Opinião
A sexta força de Porter
A transparência recomendaria que o Estado libertasse a PT do espartilho ilegítimo da golden share, gerador de ondas de influência nefastas, mas algo me diz que Castela seria a única beneficiada.
Quando, há um bom par de anos, Michael Porter sugeriu que à sua matriz das cinco forças competitivas deveria ser acrescentada uma sexta, a influência dos governos, uma parte da comunidade académica torceu o nariz. Os espíritos mais marcadamente neoclássicos não se sentiam confortáveis com a inclusão de uma variável «exógena» na grelha analítica do comportamento dos mercados. Regulação à parte (e se necessária), a influência dos governos só se deveria fazer sentir de modo indirecto, nos custos de contexto, ou no exercício de direitos accionistas em empresas participadas pelo Estado. As demais formas de influência ou intervenção não seriam sequer concebíveis. Pois bem, são precisamente essas, as invisíveis, que mais têm perturbado o normal funcionamento dos mercados e das empresas. Olhemos para a situação no sector integrado das comunicações, imprensa e audiovisual.

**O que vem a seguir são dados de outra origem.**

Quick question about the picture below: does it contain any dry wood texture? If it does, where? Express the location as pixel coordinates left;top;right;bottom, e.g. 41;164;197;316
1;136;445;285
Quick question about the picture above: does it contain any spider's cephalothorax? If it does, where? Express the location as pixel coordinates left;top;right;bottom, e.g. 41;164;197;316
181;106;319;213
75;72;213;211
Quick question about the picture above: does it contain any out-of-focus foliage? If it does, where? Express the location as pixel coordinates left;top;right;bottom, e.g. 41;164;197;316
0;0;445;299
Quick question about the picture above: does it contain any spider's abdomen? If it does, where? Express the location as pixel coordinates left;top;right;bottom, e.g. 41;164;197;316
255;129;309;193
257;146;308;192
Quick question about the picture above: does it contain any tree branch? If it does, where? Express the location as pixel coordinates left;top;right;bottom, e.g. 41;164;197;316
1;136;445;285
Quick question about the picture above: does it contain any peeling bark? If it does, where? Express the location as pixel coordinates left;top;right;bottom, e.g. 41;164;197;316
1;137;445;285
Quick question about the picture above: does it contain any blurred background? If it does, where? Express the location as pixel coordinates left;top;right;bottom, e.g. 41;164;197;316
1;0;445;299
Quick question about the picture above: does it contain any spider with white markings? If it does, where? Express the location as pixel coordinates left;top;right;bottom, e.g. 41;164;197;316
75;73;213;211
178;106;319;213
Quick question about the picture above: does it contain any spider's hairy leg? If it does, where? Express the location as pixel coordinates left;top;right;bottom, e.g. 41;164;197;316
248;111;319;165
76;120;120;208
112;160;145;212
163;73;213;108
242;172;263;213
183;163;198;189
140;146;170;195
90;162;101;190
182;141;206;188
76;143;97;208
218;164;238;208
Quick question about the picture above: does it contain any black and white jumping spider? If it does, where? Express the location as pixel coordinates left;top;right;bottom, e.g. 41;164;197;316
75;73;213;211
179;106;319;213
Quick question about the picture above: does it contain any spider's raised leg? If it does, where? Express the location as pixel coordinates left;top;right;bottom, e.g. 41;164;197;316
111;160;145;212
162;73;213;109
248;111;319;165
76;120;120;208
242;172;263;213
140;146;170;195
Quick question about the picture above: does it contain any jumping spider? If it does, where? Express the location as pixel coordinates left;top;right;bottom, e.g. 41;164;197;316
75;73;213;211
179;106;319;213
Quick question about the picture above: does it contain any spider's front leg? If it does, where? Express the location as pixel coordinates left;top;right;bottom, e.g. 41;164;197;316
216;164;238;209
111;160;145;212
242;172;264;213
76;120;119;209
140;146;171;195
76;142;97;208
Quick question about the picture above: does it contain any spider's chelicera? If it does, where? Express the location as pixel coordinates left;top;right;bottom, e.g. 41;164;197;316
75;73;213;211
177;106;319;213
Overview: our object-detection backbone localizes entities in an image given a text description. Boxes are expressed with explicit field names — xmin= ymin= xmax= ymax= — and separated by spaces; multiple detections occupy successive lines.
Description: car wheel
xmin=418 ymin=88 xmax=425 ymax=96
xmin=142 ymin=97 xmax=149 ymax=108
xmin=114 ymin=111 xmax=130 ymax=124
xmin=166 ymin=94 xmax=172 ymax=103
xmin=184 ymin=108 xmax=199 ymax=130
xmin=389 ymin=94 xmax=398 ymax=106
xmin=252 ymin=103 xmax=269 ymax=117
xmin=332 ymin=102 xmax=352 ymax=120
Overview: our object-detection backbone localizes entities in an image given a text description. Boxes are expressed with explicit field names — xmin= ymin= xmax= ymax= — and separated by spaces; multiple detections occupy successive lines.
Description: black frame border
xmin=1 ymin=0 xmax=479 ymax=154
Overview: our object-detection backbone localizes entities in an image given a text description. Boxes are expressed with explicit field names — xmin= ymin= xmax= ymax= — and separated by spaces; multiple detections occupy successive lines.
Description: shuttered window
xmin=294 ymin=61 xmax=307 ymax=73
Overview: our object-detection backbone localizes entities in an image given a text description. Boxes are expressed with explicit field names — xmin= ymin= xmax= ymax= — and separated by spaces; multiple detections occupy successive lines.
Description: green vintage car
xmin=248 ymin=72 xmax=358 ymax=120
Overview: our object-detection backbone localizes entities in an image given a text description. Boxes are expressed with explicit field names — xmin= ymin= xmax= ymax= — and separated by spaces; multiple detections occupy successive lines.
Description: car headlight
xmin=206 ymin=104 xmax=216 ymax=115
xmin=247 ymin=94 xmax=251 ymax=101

Ao Estado incumbem duas funções - assegurar o serviço público e regular o mercado. À luz da economia pura, a posse da RTP, da RDP e da Lusa não podem deixar de ser vistas como meramente instrumentais, na exacta medida em que a missão de serviço público não tem necessariamente de ser assegurada por empresas públicas. Todavia, é essa a prática na generalidade dos países europeus e não creio estarmos perto do dia em que alguém ouse experimentar outra fórmula. Seja. O Estado cumpre, pois, as suas obrigações de interesse geral, supostamente dentro do espírito e das baias da lei, através das suas empresas instrumentais. A função reguladora, por seu turno, é assegurada através de um órgão autónomo, a Alta Autoridade para a Comunicação Social ou o que lhe vier a suceder. A este duplo papel se deveria rigorosamente circunscrever a acção do Estado e dos seus conselhos de administração, os governos. Não restarão certamente muitas dúvidas sobre as imperfeições e as ineficiências do modelo, mas admitamos por um instante que é o melhor que a sociedade portuguesa e os decisores políticos souberam fazer em trinta anos de democracia.
Merece, assim, aplauso a iniciativa do PS ao pretender ver o papel do Estado circunscrito, de uma vez por todas, às suas duas obrigações nucleares. Num país imaginário, não seria sequer necessário legislar sobre a matéria, dando-se como adquirido que ao Estado não compete deter ou controlar empresas de comunicação social fora do âmbito do serviço público. Mas com o país real e os dirigentes que temos, incapazes de resistir à tentação, todos os cuidados são poucos. Legisle-se então.
Interessante de seguir será o caso da Portugal Telecom (PT). Por erros próprios ou má fortuna, o grupo viu a sua unidade de negócios da comunicação social envolvida numa embaraçosa situação de onde só poderá sair com cabeça fria e transparência de procedimentos. Qualquer que seja o destino a dar ao negócio dos media - alienação total, parcial ou manutenção -, não deverão existir quaisquer outros interesses, designadamente políticos, que se sobreponham à razão económica e à livre negociação entre agentes de mercado. Embora por vezes não pareça, a PT é uma empresa privada, onde o Estado apenas detém quinhentas acções privilegiadas, a famosa golden share. Eis a razão de muitos equívocos. Recapitulemos.
O Estado desfez-se da totalidade do capital da PT com a única preocupação de optimizar as receitas de tesouraria. Reservou-se, porém, um direito soberano, que nenhum outro accionista possui, o de vetar decisões de carácter estratégico. Entre elas, a política de participação noutras sociedades e, sobretudo, a autorização para que empresas directa ou indirectamente concorrentes da PT detenham mais de dez por cento do seu capital. Ora, este jogo está viciado. Suspeito mesmo que, em caso de litígio, os árbitros de Bruxelas se encarregarão de o anular. Não se pode querer vender uma relíquia de família e ficar com ela em casa, como diria o ministro Bagão Félix no seu registo coloquial. Se o Estado entendia - como muitos dos nossos parceiros europeus entenderam - que importava manter uma presença no operador histórico em nome do interesse público, não deveria ter alienado a totalidade do capital. Agora é tarde. A transparência recomendaria que o Estado libertasse a PT do espartilho ilegítimo da golden share, gerador de ondas de influência nefastas, mas algo me diz que Castela seria a única beneficiada. A menos que o engenho nacional vingasse.